The race started very early afternoon, so an early breakfast was followed by another meal, force feeding is hard enough as it is, my appetite had been suffering as it was, but I shoved the last few spoonful’s of raw oats down, looking forward to some home cooked food already.
Again the heat on the start line was tough, possibly a little cooler than the first few days but not enough to make it noticeable. The atmosphere on the start line was pretty electric, with crowds about six or seven people deep at the start line!
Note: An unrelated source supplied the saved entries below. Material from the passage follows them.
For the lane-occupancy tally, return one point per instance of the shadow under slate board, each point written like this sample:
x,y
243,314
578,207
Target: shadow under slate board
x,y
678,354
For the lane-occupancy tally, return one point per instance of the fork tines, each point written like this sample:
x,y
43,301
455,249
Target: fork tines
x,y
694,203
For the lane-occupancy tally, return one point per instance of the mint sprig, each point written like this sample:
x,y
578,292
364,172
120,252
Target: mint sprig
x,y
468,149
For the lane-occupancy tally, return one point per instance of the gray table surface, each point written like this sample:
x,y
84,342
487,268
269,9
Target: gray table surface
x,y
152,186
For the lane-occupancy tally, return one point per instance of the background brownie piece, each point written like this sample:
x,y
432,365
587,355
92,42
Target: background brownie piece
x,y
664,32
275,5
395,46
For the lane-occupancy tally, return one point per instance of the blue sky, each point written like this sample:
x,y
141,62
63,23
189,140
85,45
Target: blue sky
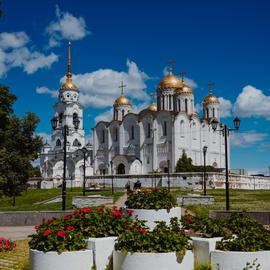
x,y
224,41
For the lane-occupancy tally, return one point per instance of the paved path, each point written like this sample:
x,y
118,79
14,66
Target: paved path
x,y
16,232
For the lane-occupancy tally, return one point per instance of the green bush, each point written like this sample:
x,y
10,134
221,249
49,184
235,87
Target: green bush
x,y
162,239
158,198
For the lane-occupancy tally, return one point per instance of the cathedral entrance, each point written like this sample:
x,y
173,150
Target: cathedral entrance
x,y
121,169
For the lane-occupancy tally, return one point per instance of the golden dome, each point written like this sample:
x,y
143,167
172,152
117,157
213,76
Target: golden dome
x,y
122,100
210,99
152,107
69,85
170,81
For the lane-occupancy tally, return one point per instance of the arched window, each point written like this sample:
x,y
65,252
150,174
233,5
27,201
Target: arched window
x,y
148,130
75,116
164,128
58,143
115,134
132,133
103,136
76,143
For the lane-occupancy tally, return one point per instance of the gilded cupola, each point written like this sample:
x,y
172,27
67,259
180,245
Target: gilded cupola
x,y
68,84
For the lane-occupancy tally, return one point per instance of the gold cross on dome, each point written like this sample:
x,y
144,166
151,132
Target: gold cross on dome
x,y
170,62
211,84
153,96
122,87
182,74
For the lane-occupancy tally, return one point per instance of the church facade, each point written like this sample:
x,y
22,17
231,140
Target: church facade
x,y
67,113
155,138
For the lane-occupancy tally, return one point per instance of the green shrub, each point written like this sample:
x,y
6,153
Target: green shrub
x,y
158,198
162,239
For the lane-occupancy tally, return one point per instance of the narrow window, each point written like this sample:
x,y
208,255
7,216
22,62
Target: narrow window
x,y
165,128
148,130
132,133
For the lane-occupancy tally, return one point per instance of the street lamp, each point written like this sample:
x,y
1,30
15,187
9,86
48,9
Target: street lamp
x,y
225,131
65,131
204,179
169,183
84,152
112,175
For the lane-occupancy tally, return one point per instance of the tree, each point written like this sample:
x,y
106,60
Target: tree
x,y
184,164
18,146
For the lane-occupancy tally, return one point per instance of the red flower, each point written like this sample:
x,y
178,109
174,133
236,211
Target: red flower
x,y
47,232
86,210
61,234
117,213
70,228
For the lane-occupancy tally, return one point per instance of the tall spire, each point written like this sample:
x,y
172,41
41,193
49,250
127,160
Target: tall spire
x,y
69,83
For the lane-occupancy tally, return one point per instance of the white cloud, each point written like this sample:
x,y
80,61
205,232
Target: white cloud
x,y
100,88
225,107
252,102
14,53
66,26
247,139
46,90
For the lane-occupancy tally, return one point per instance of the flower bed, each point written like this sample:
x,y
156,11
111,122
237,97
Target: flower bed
x,y
165,247
153,205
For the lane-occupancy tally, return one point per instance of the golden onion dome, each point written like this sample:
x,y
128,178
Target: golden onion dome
x,y
152,107
69,85
170,81
210,99
122,100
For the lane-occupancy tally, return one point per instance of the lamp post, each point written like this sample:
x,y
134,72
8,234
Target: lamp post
x,y
84,152
169,182
112,176
65,132
204,179
225,131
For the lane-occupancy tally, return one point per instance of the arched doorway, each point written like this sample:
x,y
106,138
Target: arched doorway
x,y
121,169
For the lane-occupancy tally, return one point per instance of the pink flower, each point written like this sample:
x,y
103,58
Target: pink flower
x,y
86,210
47,232
117,213
61,234
70,228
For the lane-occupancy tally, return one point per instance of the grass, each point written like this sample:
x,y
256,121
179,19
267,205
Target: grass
x,y
249,200
28,198
17,259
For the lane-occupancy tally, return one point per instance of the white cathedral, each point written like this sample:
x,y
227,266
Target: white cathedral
x,y
135,143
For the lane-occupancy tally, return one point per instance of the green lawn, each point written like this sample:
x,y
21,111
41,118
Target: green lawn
x,y
249,200
28,198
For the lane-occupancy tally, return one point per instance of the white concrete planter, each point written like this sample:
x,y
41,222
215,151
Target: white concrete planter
x,y
69,260
155,261
152,215
103,248
236,260
202,248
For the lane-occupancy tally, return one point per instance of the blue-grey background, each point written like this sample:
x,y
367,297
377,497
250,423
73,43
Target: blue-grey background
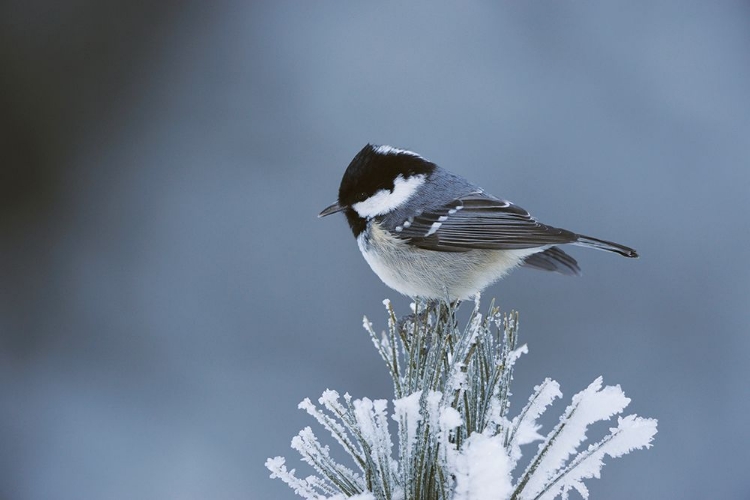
x,y
168,295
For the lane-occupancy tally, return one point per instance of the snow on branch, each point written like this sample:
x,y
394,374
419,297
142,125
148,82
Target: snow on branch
x,y
455,439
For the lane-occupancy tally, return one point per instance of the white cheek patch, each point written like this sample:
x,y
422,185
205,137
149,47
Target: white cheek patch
x,y
385,201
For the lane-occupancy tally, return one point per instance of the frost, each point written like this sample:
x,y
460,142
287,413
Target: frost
x,y
455,437
482,469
Jake, Chris and I barged our way as much as possible through gear check, placing ourselves on the front row of the bunch, hopefully out of trouble on what would be a pretty chaotic start up the cobbles.
Within six hundred metres I was out the back, not something I am used to and luckily not due to my legs. Someone had swerved violently, ramming their rear mech into my front wheel, breaking a spoke and buckling it in the process. The wheel was rubbing pretty badly on the side of the fork, I got my hand right up in the air, and looked back to check the neutral service where readying themselves, the fully inflated tire on the front then exploded, my ears rung luckily I had just about reached the back of the bunch and pulled over. The neutral service mechanic panicked and it took a while for him to get a new wheel in, but I was greatful for it all the same. By the time I was back in the saddle I was a good kilometre of the back, luckily the bunch was traveling pretty slowly, I chased hard for a couple of minutes but soon regained contact.
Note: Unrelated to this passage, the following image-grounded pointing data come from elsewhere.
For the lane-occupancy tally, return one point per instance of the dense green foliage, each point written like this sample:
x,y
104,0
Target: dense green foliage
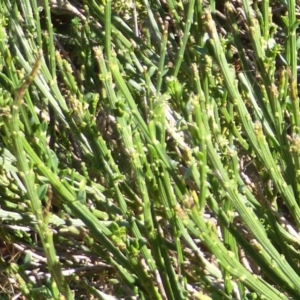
x,y
149,150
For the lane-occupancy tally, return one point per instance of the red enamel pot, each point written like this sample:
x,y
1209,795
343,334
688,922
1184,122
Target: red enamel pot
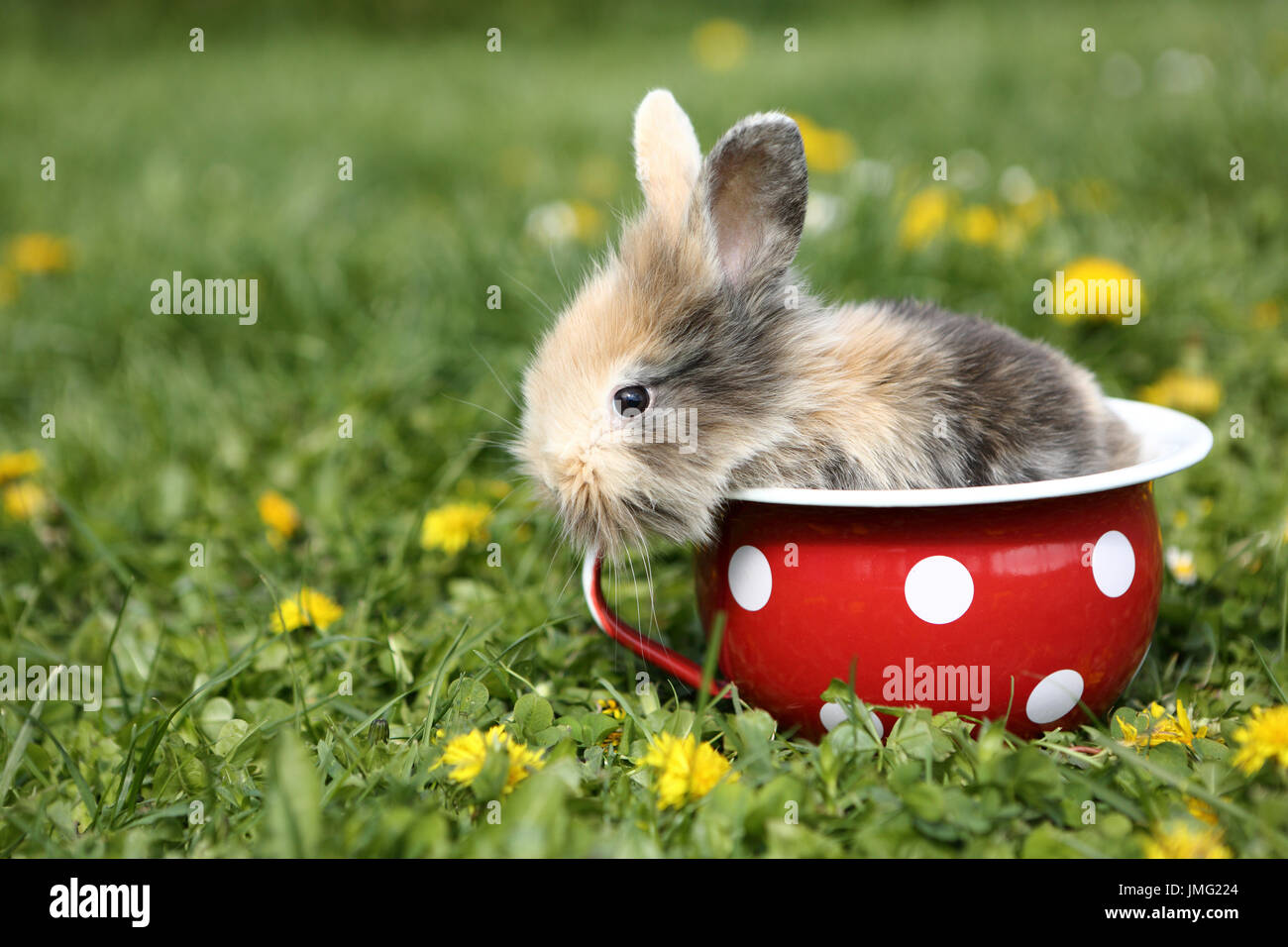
x,y
1030,603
The first time up the hill I went for the little ring and suffered for it, the high cadence on the cobbles making my back wheel jump around uncontrollably. The boys and I where covering any dangerous moves, and although we missed one or two, a long stretch of dual carridgeway any break could be seen for miles, nothing was getting too far from the bunch. Next time up the hill I held my position but couldn’t make much more of an impact.
With one lap to go I found my legs, I started to feel really strong and had Jake lead me into the hill first, I let a few people come around me as we hit the tarmac, before switching down a few gears, shifting back on the saddle and applying the pressure on the cobbles, I looked back at the top too see one rider left on my wheel, with riders battling to regain contact behind. I pressed on over the brow of the hill, but ultimately we would be caught on the long and pretty straight dragging descent.
I was frustrated not to have made a selection on the hill, and although I split it up a little, in hindsight these are the best riders in Europe and it was going to be hard to just ride away. I went with a few more moves, trying to make any break going, however I managed to miss the decisive one, two riders held of the bunch to the line. I sat in after it had gone, hoping to tee myself up for the sprint, but it was not to be, sitting in a perfect position I got swamped on the dual carriageway, I fought to regain my position but ultimately would sprint into twenty sixth with Jake twenty first.
The week was amazing; I have never ridden in such a competitive and at times dangerous bunch, with so many nations represented the constant fight for positions was challenging and exhilarating at the same time. I loved riding in Great Britain kit, now I just have to get my head down to ensure I have the honour again.
A huge thanks to the coaches who took us Stuart and Gary, to Rapha and Condor Cycles my personal sponsors and to Science in Sport for the nutrition help they provided me.